Now, if we are call upon to love our neighbor as ourselves when he is not a Christian, how much more - ten thousand times ten thousand times more - should there be beauty in the relationships between tru Bible-believing Christians, something so beautiful that the world would be brought up short!... I we do not show beauty in the way we treat each other, then in the eyes of the world and in the eyes of our own children, we are destroying the truth we proclaim.

Men should see in the church a bold alternative to the way modern men treat people as animals and machines. There should be something so different that they will listen, something so different it will commend the gospel to them... There should be beauty, observable beauty, for the world to see in the way all true Christians treat each other.


In Summary:

We need two orthodoxies: first, an orthodoxy of doctrine and, second, an orthodoxy of community... When a person really has desperate need in the area of race, or economic matters, or psychological matters, does he naturally expect to find a supporting community in our evangelical churches? We must say with tears, many times no!

Both orthodoxies must be practiced down into the warp and the woof of life where the Lordship of the Lord Jesus touches every area of our life... And when there are the two contents and two realities, we will begin to see something profound happen in our generation.

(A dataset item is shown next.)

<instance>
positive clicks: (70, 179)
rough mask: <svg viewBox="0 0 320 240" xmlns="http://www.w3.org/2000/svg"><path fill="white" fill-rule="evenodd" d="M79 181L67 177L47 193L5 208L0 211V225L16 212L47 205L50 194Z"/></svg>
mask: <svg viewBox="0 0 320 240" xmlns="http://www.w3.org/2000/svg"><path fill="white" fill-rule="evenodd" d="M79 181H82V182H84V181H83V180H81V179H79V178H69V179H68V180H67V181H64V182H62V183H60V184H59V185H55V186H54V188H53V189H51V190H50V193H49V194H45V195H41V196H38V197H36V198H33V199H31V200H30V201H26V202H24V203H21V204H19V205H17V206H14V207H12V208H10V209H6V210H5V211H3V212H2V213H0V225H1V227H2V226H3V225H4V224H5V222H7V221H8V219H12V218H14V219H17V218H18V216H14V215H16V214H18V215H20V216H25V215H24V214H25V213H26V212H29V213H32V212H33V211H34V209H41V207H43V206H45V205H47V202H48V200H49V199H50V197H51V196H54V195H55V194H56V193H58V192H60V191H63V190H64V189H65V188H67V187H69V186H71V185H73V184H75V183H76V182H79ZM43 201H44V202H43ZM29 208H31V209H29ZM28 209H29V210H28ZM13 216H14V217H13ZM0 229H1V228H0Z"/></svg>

I hope this gives some introduction to Francis Schaeffer that may draw you toward his larger body of thought and work. There is a lot to explore from him. If any of this has awakened an appetite for more I would commend to you his book, True Spirituality, which expands on these ideas and is the more robust outworking of that season of wrestling which he references above.

People talk about books being classics. True Spirituality is truly a classic. I read it 5 years ago and it radically altered the trajectory of my life, my ministry and Generations. In that sense it has influenced all of you already. It wouldn't be a stretch to say that outside of the Bible, this has been has shaping to my as any book I've read so I commend it to you all.